Iraqi Sunni Islam organization

The Salafi Army of Abu Bakr al-Siddiq is an Iraqi organization affiliated with Sunni Islam is Mostly known to have arrest and captured about 564 members of the police and iraqi army, and released some of them after interrogation and others are still in its custody. They published nearly 100 films about its operation and is active in Al Anbar, Baghdad and Diyala.

== Joining the Islamic State ==
The Salafi Army of Abu Bakr joined the Islamic State of Iraq after the killing of the Emir of the Islamic State of Iraq Abu Omar al-Baghdadi and Minister of War Abu Hamza al-Muhajir.

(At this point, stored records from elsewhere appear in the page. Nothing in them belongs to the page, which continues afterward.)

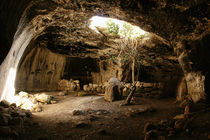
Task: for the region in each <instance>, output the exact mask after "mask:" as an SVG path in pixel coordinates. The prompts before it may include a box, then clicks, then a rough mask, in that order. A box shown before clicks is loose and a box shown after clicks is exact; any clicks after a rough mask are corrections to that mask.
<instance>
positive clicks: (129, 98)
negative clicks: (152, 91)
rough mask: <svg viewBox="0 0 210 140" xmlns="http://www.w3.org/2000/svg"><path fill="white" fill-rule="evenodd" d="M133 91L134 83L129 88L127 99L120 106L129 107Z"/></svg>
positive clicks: (133, 88) (134, 92)
mask: <svg viewBox="0 0 210 140" xmlns="http://www.w3.org/2000/svg"><path fill="white" fill-rule="evenodd" d="M135 91H136V83H135V82H134V83H133V85H132V87H131V91H130V93H129V95H128V97H127V98H126V100H125V102H124V103H123V104H122V105H130V104H131V99H132V97H133V95H134V93H135Z"/></svg>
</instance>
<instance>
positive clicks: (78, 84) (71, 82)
mask: <svg viewBox="0 0 210 140" xmlns="http://www.w3.org/2000/svg"><path fill="white" fill-rule="evenodd" d="M58 85H59V88H60V90H62V91H66V92H69V91H79V90H80V81H79V80H72V79H70V80H66V79H62V80H60V81H59V82H58Z"/></svg>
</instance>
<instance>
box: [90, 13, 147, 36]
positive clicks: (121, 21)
mask: <svg viewBox="0 0 210 140" xmlns="http://www.w3.org/2000/svg"><path fill="white" fill-rule="evenodd" d="M109 20H112V21H113V22H114V23H115V24H118V25H119V30H121V29H122V28H123V24H124V23H127V24H129V23H128V22H125V21H122V20H117V19H113V18H107V17H99V16H94V17H92V18H91V19H90V26H89V27H90V28H91V29H92V30H94V31H96V32H97V33H98V30H97V28H96V27H103V28H106V27H107V25H106V22H107V21H109ZM130 25H131V24H130ZM132 26H133V25H132ZM133 28H134V31H135V32H134V34H133V35H132V37H134V38H135V37H138V36H140V35H143V34H146V32H145V31H144V30H142V29H140V28H139V27H137V26H133ZM119 35H120V36H122V34H120V33H119Z"/></svg>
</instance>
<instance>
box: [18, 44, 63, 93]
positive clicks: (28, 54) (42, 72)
mask: <svg viewBox="0 0 210 140" xmlns="http://www.w3.org/2000/svg"><path fill="white" fill-rule="evenodd" d="M65 64H66V58H65V57H64V56H62V55H59V54H55V53H52V52H51V51H49V50H48V49H46V48H40V47H34V48H33V49H32V50H31V51H30V52H29V53H28V54H27V55H26V57H25V58H24V60H23V61H22V63H21V64H20V66H19V69H18V71H17V76H16V86H15V88H16V91H54V90H58V85H57V82H58V81H59V80H60V78H61V76H62V75H63V72H64V68H65Z"/></svg>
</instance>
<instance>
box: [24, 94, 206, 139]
mask: <svg viewBox="0 0 210 140" xmlns="http://www.w3.org/2000/svg"><path fill="white" fill-rule="evenodd" d="M48 94H51V95H56V94H57V93H55V92H51V93H48ZM55 99H56V100H57V103H56V104H48V105H44V106H43V111H42V112H36V113H33V117H32V120H31V123H32V124H31V125H29V126H27V127H26V129H25V134H24V135H20V139H34V140H36V139H39V140H69V139H70V140H71V139H73V140H92V139H94V140H143V139H144V134H143V129H144V125H145V123H147V122H153V123H157V122H159V121H161V120H166V119H170V118H172V117H174V116H175V115H177V114H181V113H183V109H180V108H179V107H178V106H179V104H178V103H176V102H175V99H174V98H170V99H161V100H157V99H151V98H142V97H136V98H135V104H133V105H130V106H120V104H121V103H122V101H123V100H120V101H115V102H112V103H110V102H106V101H105V100H104V99H103V96H83V97H78V96H75V95H72V94H71V95H67V96H55ZM73 112H76V113H75V114H74V115H73ZM206 118H209V115H207V116H206ZM209 123H210V121H209ZM205 132H206V131H205ZM205 134H206V133H205ZM206 135H208V134H206ZM196 137H197V138H198V139H199V135H198V136H187V137H181V138H182V139H186V140H187V139H189V138H190V139H197V138H196ZM205 137H206V136H205ZM170 139H180V136H179V137H172V138H170Z"/></svg>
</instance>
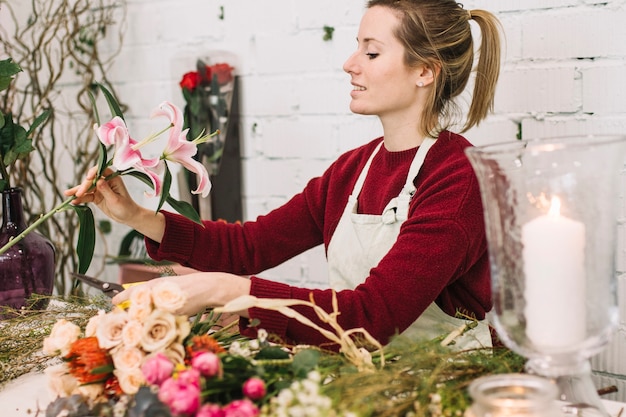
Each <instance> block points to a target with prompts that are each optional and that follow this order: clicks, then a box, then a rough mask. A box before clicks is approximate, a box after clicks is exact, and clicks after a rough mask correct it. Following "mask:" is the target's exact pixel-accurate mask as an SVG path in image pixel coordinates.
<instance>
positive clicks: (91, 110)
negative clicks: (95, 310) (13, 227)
mask: <svg viewBox="0 0 626 417" xmlns="http://www.w3.org/2000/svg"><path fill="white" fill-rule="evenodd" d="M17 1H20V2H21V1H23V0H13V1H11V0H0V12H1V13H3V14H4V15H5V16H7V17H8V24H7V25H3V27H0V54H1V55H6V56H9V57H11V58H13V60H14V61H15V62H17V63H18V64H19V65H20V66H21V67H22V69H23V72H22V73H20V74H19V75H18V77H17V79H16V82H14V83H12V85H11V87H10V88H9V89H8V90H7V91H6V95H5V96H4V97H2V98H0V108H2V110H3V111H6V112H12V113H13V115H14V118H15V120H16V122H17V123H20V124H21V123H24V124H30V123H29V122H30V121H32V119H33V117H34V116H35V115H37V114H40V113H41V112H42V110H43V109H46V108H49V109H51V110H52V111H51V114H50V116H49V118H48V120H47V121H46V122H45V124H43V125H42V127H41V128H40V129H39V131H38V132H37V133H36V135H35V136H34V137H33V146H34V147H35V151H34V152H32V153H31V154H30V156H29V158H28V159H26V160H25V161H23V162H22V163H20V164H18V165H17V167H16V168H17V169H15V170H14V172H12V174H11V175H12V176H13V177H14V178H12V183H14V184H16V185H20V186H22V187H23V188H24V196H23V201H24V209H25V212H26V215H27V216H28V219H27V221H28V222H29V223H30V222H32V221H33V220H34V219H36V218H37V217H39V216H40V214H41V213H45V212H48V211H49V210H50V209H52V208H53V207H55V206H56V205H57V204H59V203H60V202H61V201H63V200H64V199H65V198H64V196H63V191H64V190H65V189H66V188H68V186H70V185H73V184H76V183H78V182H80V181H81V180H82V178H83V176H84V175H85V172H86V171H87V169H88V168H89V167H90V166H92V165H93V164H94V163H95V161H96V160H97V155H98V143H97V141H96V140H95V139H94V136H93V129H92V126H93V125H94V123H95V119H94V114H93V111H92V108H91V105H90V102H89V99H88V97H87V92H88V91H91V90H92V89H93V85H94V83H95V82H96V81H98V82H100V83H103V84H108V85H109V86H110V84H111V83H110V82H109V80H108V78H107V72H108V70H109V69H110V68H111V66H112V64H113V62H114V59H115V58H116V57H117V56H118V55H119V52H120V48H121V46H122V40H123V35H124V33H123V30H124V22H125V18H126V4H125V0H54V1H50V0H31V2H30V6H31V10H30V12H29V13H28V16H27V18H21V15H19V14H18V13H17V11H23V10H24V7H25V5H24V4H23V3H22V4H21V5H20V6H19V8H18V7H16V6H14V4H15V3H16V2H17ZM78 226H79V225H78V218H77V216H76V215H75V214H74V213H72V212H63V213H60V214H58V215H57V216H54V217H53V218H51V219H50V221H47V222H45V224H44V225H42V227H41V229H40V230H38V231H39V232H40V233H41V234H43V235H44V236H46V237H47V238H48V239H50V240H51V241H52V243H53V244H54V246H55V248H56V266H57V273H56V282H55V288H56V290H57V292H58V293H59V294H69V293H71V292H72V289H71V286H70V285H68V282H69V272H70V271H73V270H75V268H76V265H77V263H78V260H77V256H76V253H75V243H74V239H75V236H77V233H78ZM101 268H104V262H103V264H102V265H101ZM66 277H67V278H66Z"/></svg>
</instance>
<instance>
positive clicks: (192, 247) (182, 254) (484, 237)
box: [146, 131, 491, 345]
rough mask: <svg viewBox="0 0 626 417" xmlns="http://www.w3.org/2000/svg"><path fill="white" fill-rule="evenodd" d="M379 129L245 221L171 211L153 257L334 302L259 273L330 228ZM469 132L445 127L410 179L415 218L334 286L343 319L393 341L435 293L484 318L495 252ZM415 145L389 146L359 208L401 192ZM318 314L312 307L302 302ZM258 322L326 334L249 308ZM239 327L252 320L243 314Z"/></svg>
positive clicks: (362, 163) (330, 306)
mask: <svg viewBox="0 0 626 417" xmlns="http://www.w3.org/2000/svg"><path fill="white" fill-rule="evenodd" d="M380 140H381V138H378V139H376V140H374V141H372V142H370V143H368V144H366V145H364V146H361V147H359V148H357V149H355V150H352V151H349V152H347V153H345V154H343V155H342V156H340V157H339V158H338V159H337V161H335V162H334V163H333V164H332V165H331V166H330V167H329V168H328V170H327V171H326V172H325V173H324V174H323V175H322V176H321V177H318V178H314V179H312V180H311V181H310V182H309V183H308V184H307V185H306V187H305V189H304V190H303V191H302V192H301V193H299V194H297V195H295V196H294V197H293V198H292V199H291V200H290V201H288V202H287V203H286V204H284V205H283V206H282V207H279V208H277V209H275V210H273V211H271V212H270V213H268V214H267V215H264V216H260V217H258V218H257V219H256V221H250V222H245V223H243V224H227V223H224V222H205V228H202V227H200V226H199V225H196V224H194V223H193V222H191V221H189V220H187V219H185V218H184V217H182V216H179V215H177V214H173V213H165V215H166V228H165V236H164V238H163V241H162V242H161V244H160V245H159V244H158V243H156V242H154V241H150V240H147V241H146V244H147V248H148V252H149V254H150V256H152V257H153V258H154V259H157V260H161V259H169V260H171V261H174V262H179V263H181V264H183V265H187V266H190V267H192V268H195V269H198V270H203V271H225V272H231V273H234V274H239V275H253V276H252V277H251V283H252V287H251V294H252V295H254V296H257V297H260V298H296V299H303V300H309V296H310V294H311V293H312V294H313V297H314V299H315V303H316V304H318V305H319V306H321V307H323V308H324V309H326V311H332V304H331V301H332V292H331V290H318V289H313V290H312V289H306V288H297V287H293V286H289V285H286V284H283V283H277V282H273V281H269V280H265V279H262V278H260V277H257V276H254V274H259V273H261V272H262V271H264V270H266V269H269V268H272V267H274V266H276V265H279V264H280V263H282V262H284V261H286V260H288V259H290V258H292V257H294V256H295V255H298V254H300V253H302V252H304V251H306V250H308V249H310V248H312V247H314V246H317V245H319V244H322V243H323V244H324V245H325V247H326V248H328V243H329V242H330V239H331V237H332V234H333V232H334V230H335V227H336V225H337V223H338V222H339V218H340V217H341V214H342V211H343V209H344V207H345V205H346V202H347V200H348V196H349V194H350V193H351V191H352V189H353V187H354V184H355V182H356V180H357V177H358V176H359V173H360V172H361V170H362V168H363V166H364V165H365V162H366V161H367V159H368V157H369V156H370V154H371V153H372V151H373V150H374V148H375V147H376V145H377V144H378V143H379V142H380ZM467 146H471V145H470V143H469V142H468V141H467V140H465V139H464V138H463V137H461V136H459V135H456V134H453V133H450V132H447V131H446V132H443V133H442V134H441V135H440V136H439V138H438V139H437V141H436V142H435V144H434V145H433V146H432V147H431V149H430V151H429V152H428V154H427V156H426V160H425V161H424V164H423V166H422V168H421V170H420V172H419V174H418V176H417V177H416V179H415V180H414V183H415V186H416V188H417V191H416V193H415V195H414V197H413V199H412V201H411V205H410V208H409V218H408V220H406V221H405V222H404V223H403V225H402V227H401V229H400V235H399V236H398V239H397V241H396V243H395V244H394V246H393V247H392V248H391V250H390V251H389V252H388V253H387V255H385V257H384V258H383V259H382V260H381V261H380V263H379V264H378V265H377V266H376V267H374V268H373V269H372V270H371V271H370V274H369V276H364V277H362V281H363V284H361V285H359V286H358V287H357V288H356V289H354V290H345V291H340V292H339V293H337V299H338V304H339V311H340V312H341V314H340V315H339V323H340V325H341V326H342V328H344V329H352V328H356V327H363V328H365V329H366V330H367V331H368V332H369V333H370V334H371V335H372V336H373V337H375V338H376V339H378V340H379V341H380V342H382V343H387V342H388V341H389V338H390V337H391V336H393V335H394V334H397V333H399V332H402V331H403V330H404V329H406V328H407V327H408V326H409V325H411V324H412V323H413V322H414V321H415V320H416V319H417V318H418V317H419V315H420V314H421V313H422V312H423V311H424V309H426V307H428V305H429V304H430V303H432V302H433V301H435V302H436V303H437V305H439V306H440V307H441V308H442V309H443V311H445V312H446V313H448V314H450V315H452V316H454V315H455V313H456V312H457V311H462V312H464V313H466V314H474V315H475V316H476V317H477V318H478V319H483V318H484V316H485V312H486V311H488V310H489V309H490V308H491V292H490V279H489V259H488V255H487V246H486V237H485V229H484V220H483V211H482V205H481V201H480V193H479V188H478V183H477V180H476V177H475V174H474V172H473V170H472V168H471V166H470V164H469V161H468V159H467V158H466V156H465V154H464V149H465V148H466V147H467ZM415 152H416V149H411V150H408V151H402V152H387V151H386V150H385V149H384V147H383V148H382V151H381V152H379V153H378V155H377V156H376V158H375V159H374V161H373V163H372V166H371V168H370V171H369V173H368V177H367V180H366V181H365V184H364V187H363V190H362V191H361V194H360V197H359V212H360V213H367V214H381V213H382V210H383V208H384V207H385V205H386V204H387V203H388V202H389V200H390V199H391V198H393V197H395V196H397V195H398V193H399V192H400V190H401V188H402V186H403V185H404V181H405V179H406V175H407V172H408V169H409V165H410V163H411V161H412V159H413V156H414V155H415ZM298 310H299V311H300V312H301V313H303V314H305V315H307V316H308V317H309V318H310V319H311V320H314V321H316V322H319V320H318V319H317V317H316V316H315V314H314V313H313V312H312V311H311V310H310V309H308V308H304V307H302V308H298ZM249 314H250V317H251V318H255V319H258V320H260V326H259V328H264V329H265V330H267V331H268V332H270V333H273V334H276V335H278V336H280V337H282V338H283V339H284V340H285V341H287V342H295V343H305V344H316V345H320V344H324V343H326V342H328V340H326V339H325V338H324V337H323V336H321V335H320V334H319V333H318V332H316V331H314V330H311V329H310V328H308V327H307V326H304V325H301V324H299V323H298V322H296V321H295V320H289V319H287V318H286V317H285V316H283V315H282V314H279V313H275V312H271V311H266V310H261V309H257V308H253V309H250V311H249ZM241 323H242V324H241V331H242V333H244V334H247V332H249V331H250V330H249V329H246V325H247V323H248V321H247V320H242V321H241Z"/></svg>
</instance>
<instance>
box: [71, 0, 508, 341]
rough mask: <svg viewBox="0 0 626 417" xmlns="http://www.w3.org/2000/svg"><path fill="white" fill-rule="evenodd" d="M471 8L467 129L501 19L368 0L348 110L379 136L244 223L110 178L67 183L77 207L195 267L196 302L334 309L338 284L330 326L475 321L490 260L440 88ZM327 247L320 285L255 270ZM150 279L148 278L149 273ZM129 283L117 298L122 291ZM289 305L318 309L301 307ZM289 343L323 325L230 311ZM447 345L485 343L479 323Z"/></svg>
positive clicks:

== Denial of joining the Islamic State ==
After that, a statement was issued by the Media Authority of the Army of Abu Bakr Al-Siddiq in which it denied what was published by the Islamic State of Iraq regarding the joining of the army under the banner of the state due to their differences in legitimate political matters, and that those who agreed to join were 9 of their leaders, while 10 others refused. This 9 known About them flattery and hypocrisy, and that they would change their words and their positions whenever they met any group.

== Activity ==
The group's activity disappeared after the end of the second Iraqi civil war, and they have not claimed any attack since then.